The problem seems to be that its very heart, the Mahabharata is a poem. Traditionally, audiences would have experienced it in song or chant (indeed Bhaghavad Gita means "the song of God"). The English retellings, concentrating on making it clear and comprehensible for modern audiences, have generally ignored this, opting for prose instead. This isn't necessarily a bad decision; any attempt to directly imitate the metrical form of the shlokas (the stanzas used in classical Sanskrit literature) in English would sound jarring anyway. But undeniably something is lost by changing it to prose, and these Mahabhratas all seem drier and dustier for it. So while there are certainly good translations to be had in terms of accuracy and keeping alive the stories, no one has really been able to make the epic sing in English as it must have sung to its audiences so very long ago.

No one until Carole Satyamurti, that is.

Mahabhrata, a Modern Retelling is glorious, and like so many brilliant ideas you are dumbfounded no one ever got around to thinking of it before. It starts with the realization that retelling the Mahabharata isn't a job for scholars, it's work that requires a poet. Satyamurti, an award-winning poet with several published collections under her belt, comes at the work not as a Sanskritist would--primarily concerned with hewing close to the original language--but as an artist who paints pictures with English verse. Since she does not, by her own admission, read Sanskrit, she allows herself to trust the most respected translations of those who do, soaking them up and respinning them in a way that sings to the English ear. The result is the Mahabharata I first longed for twenty years ago, when I read it in Sanskrit, and desperately wanted to share it with my English-speaking friends and family. It's the retelling you can hand to English speakers and say "this is why it has been loved for two thousand years."
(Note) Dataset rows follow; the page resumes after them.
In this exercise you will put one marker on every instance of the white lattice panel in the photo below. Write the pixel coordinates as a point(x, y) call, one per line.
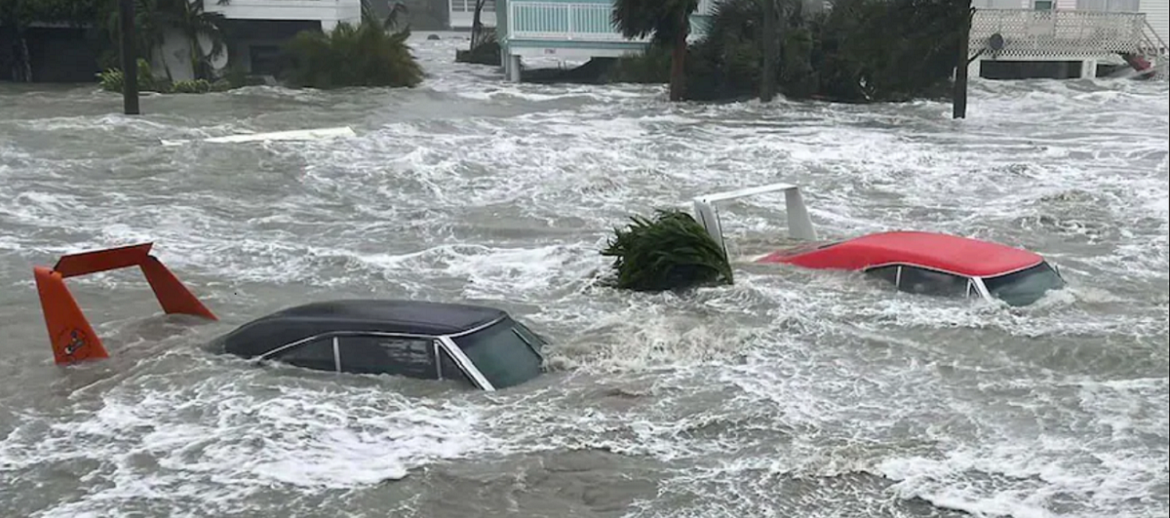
point(1058, 34)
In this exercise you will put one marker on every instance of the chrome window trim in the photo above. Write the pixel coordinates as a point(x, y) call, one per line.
point(529, 344)
point(337, 354)
point(465, 363)
point(983, 289)
point(341, 333)
point(479, 327)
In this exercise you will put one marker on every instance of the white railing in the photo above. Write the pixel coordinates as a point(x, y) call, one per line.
point(1058, 33)
point(563, 21)
point(468, 6)
point(576, 21)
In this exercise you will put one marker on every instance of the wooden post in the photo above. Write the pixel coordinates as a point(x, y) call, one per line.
point(129, 57)
point(962, 64)
point(768, 82)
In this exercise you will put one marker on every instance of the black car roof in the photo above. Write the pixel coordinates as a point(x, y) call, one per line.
point(390, 316)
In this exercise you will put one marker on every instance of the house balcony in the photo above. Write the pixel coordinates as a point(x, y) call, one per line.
point(328, 12)
point(582, 21)
point(1072, 43)
point(1060, 34)
point(462, 14)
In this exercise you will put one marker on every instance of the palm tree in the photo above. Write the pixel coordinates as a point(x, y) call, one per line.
point(669, 23)
point(193, 21)
point(152, 18)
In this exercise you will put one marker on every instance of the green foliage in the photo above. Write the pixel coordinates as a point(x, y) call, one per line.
point(861, 50)
point(111, 80)
point(484, 49)
point(660, 19)
point(21, 13)
point(672, 251)
point(365, 55)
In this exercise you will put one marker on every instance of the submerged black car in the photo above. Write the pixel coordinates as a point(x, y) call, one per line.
point(481, 346)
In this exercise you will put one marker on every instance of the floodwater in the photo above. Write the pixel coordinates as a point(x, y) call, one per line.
point(790, 394)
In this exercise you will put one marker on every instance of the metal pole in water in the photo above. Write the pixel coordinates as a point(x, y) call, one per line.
point(129, 57)
point(961, 67)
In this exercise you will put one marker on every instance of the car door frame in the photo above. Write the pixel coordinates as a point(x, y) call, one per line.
point(439, 344)
point(974, 283)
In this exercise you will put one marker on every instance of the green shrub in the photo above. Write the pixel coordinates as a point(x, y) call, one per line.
point(860, 50)
point(365, 55)
point(669, 253)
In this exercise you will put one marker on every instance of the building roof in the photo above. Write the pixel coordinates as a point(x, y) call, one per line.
point(389, 316)
point(940, 251)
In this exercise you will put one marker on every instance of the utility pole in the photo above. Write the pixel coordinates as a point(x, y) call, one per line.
point(963, 63)
point(768, 82)
point(129, 57)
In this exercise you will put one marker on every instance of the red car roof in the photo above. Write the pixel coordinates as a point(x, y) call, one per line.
point(940, 251)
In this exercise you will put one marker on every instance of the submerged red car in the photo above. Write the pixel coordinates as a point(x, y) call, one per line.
point(917, 262)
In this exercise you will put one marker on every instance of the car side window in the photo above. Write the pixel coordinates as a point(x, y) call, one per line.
point(887, 274)
point(317, 354)
point(372, 354)
point(449, 368)
point(928, 282)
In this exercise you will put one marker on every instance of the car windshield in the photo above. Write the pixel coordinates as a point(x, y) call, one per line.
point(1025, 287)
point(507, 352)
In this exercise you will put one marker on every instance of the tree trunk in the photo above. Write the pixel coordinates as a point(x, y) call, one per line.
point(476, 25)
point(678, 60)
point(768, 81)
point(959, 95)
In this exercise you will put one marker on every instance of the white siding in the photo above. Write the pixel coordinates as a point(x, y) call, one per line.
point(1002, 4)
point(1157, 13)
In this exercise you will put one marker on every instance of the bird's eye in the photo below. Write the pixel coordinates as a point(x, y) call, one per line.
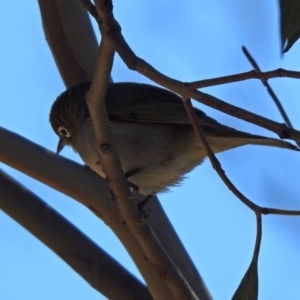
point(64, 132)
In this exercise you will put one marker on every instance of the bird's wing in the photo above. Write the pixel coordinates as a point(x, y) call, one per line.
point(133, 102)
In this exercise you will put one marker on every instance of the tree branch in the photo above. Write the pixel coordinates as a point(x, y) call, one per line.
point(97, 267)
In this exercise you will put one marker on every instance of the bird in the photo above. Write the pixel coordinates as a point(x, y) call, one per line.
point(155, 140)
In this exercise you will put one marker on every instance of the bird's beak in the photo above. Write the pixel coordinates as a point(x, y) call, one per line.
point(61, 144)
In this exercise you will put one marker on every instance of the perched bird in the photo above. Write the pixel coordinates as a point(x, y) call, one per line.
point(155, 140)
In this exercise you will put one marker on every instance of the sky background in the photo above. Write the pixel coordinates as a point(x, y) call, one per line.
point(187, 40)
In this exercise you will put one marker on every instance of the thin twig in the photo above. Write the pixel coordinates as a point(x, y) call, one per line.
point(269, 89)
point(253, 74)
point(217, 166)
point(258, 235)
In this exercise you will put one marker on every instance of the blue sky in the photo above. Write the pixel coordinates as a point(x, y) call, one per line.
point(188, 41)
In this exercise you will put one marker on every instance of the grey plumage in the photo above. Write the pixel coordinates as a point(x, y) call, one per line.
point(151, 130)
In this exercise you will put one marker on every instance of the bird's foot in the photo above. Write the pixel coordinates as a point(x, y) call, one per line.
point(141, 206)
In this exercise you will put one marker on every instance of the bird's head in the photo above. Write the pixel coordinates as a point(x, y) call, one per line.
point(68, 113)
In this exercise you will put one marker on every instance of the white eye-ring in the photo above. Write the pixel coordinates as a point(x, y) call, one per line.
point(63, 131)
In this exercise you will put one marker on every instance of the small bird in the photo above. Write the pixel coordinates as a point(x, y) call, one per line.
point(155, 141)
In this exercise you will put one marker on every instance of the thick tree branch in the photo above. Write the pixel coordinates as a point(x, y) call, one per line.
point(70, 35)
point(97, 267)
point(111, 166)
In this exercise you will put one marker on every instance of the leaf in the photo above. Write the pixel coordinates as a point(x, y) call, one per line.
point(289, 23)
point(248, 288)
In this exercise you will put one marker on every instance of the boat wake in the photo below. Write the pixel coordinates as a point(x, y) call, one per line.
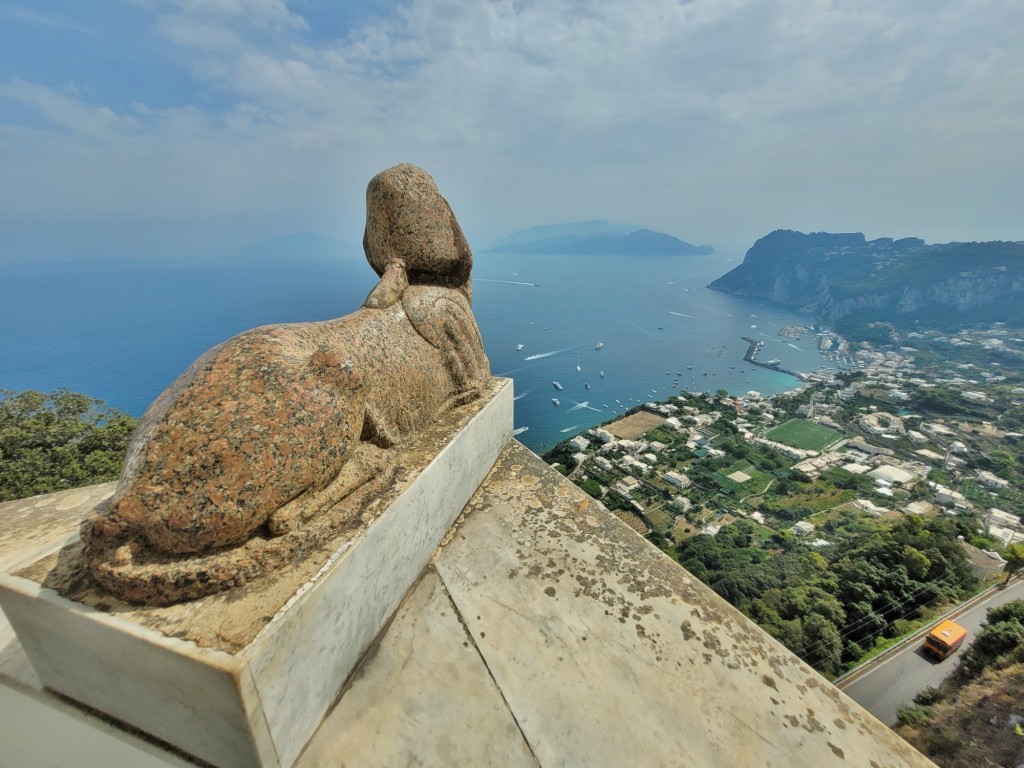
point(584, 404)
point(644, 331)
point(506, 282)
point(546, 354)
This is no mean feat. Satyamurti has distilled 100,000 Sanskrit shloka couplets into 27,000 lines of English blank verse, keeping the structure of the original 18 books largely intact. Her choice of blank verse, with nine to eleven syllables per line and an average of five stresses, is perfect. The Sanskrit shloka, consisting of 32 syllables in two 16 syllable lines, was a widespread and well known form in ancient and classical India, just as blank verse--the meter of Shakespeare's plays and Milton's Paradise Lost--is for modern English speakers. Reading Mahabharata in this form is a subconscious cue that we are reading a classic.

It is also vibrant. With all due respect to Ganguli, his 5000 page retelling is often numbingly dull to even devoted Sanskritists and scholars. Satyamurti's poem by contrast is nearly impossible to put down, racing through the massive storyline with lithe, economical verse. On the crucial scenes she slows to focus attention, then picking up pace to speed through the less vital sections of the narrative. In addition to her story-telling skills her sense of character is pitch-perfect. Each of the twenty four or so principal figures she portrays in all their multiple dimensions, and the secondary characters are consistently distinct and memorable. This is the work of an artist just as devoted to her craft as she clearly is the Mahabharata, and the fact that this is a retelling should never detract from the fact that Satyamurti has composed one of the longest narrative poems In English history, and is it masterful.

I simply cannot recommend this retelling enough.